I have become a dedicated follower of Fi’s blog, which is about all sorts of domestic matters other than food, including keeping chickens, gardening, and domestic life in general. She is also very adventurous on the self-sufficiency front, making her own bacon and salami. She’s posted about frittata a couple of times, so when I was short of ingredients and time I turned to her.

This frittata recipe is now officially a default dinner. I made it with what I had: lardons, cantal cheese, diced artichoke hearts, and a sprinkling of basil, with a couple of new potatoes steamed, sliced, and laid on top. Steve thinks Spanish omelette is the work of the devil, and even he liked it!

Swedish oven pancake

I came across this recipe on a Swedish blog while googling Jansson’s Temptation. It immediately caught my attention because one of my favourite breakfast fry-ups used to be diced bacon, apple and onions, with a fried or poached egg on the side. I haven’t made that for ages, and here was the same tasty combination as a quick and filling supper dish. I had to try it and the results were excellent.
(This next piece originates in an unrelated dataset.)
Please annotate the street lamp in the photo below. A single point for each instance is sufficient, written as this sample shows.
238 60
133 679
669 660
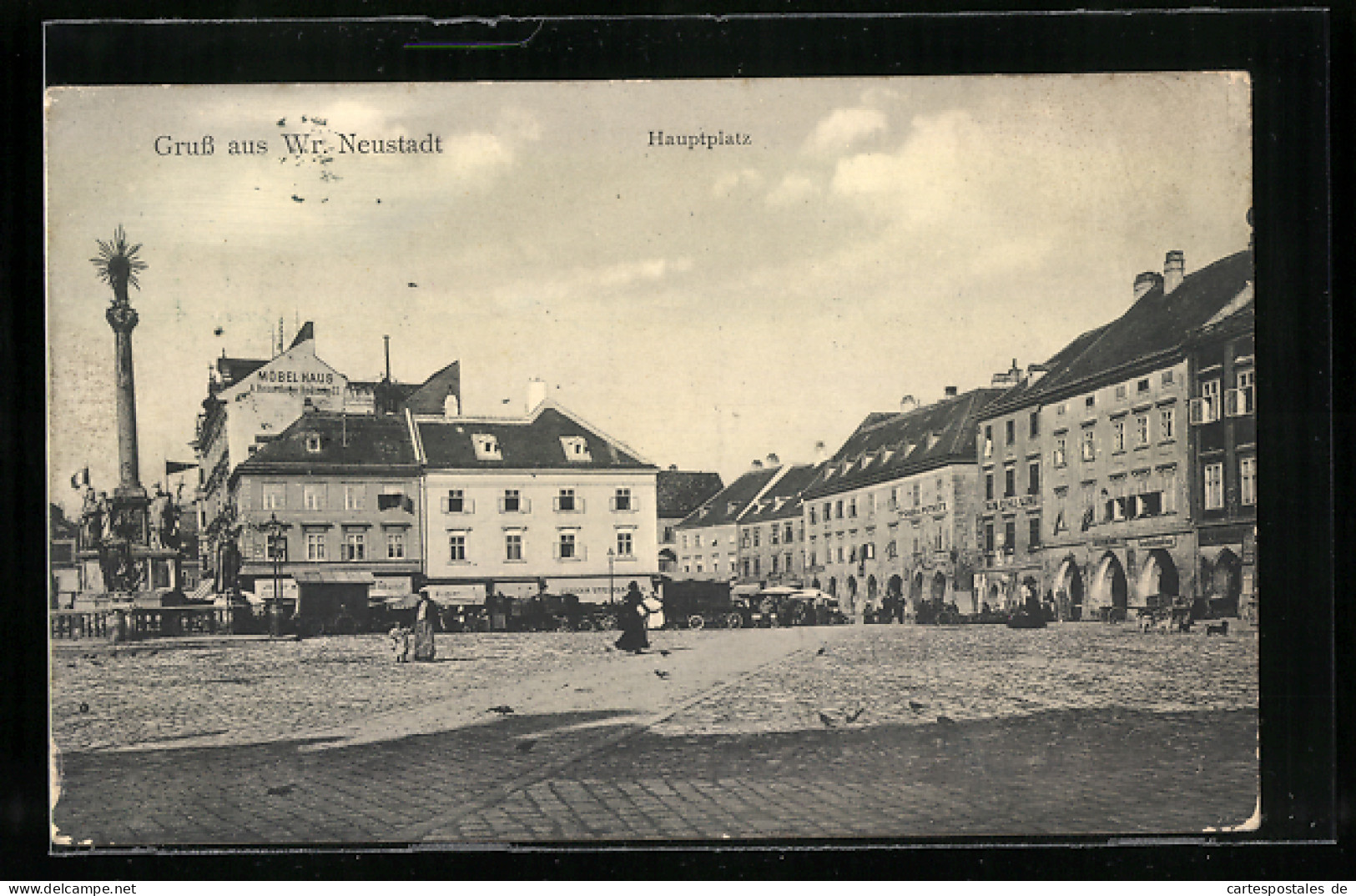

A new default dinner!

I have tweaked the proportions a bit from the original because I found it a bit floury (though cooking it for a bit longer might have solved that problem). Though Swedish, it’s recognisable as a savoury clafouti.

This makes four very generous servings; we had it with smoked chilli jelly on the side, which was delicious. A salad or simply steamed green vegetable would be good too.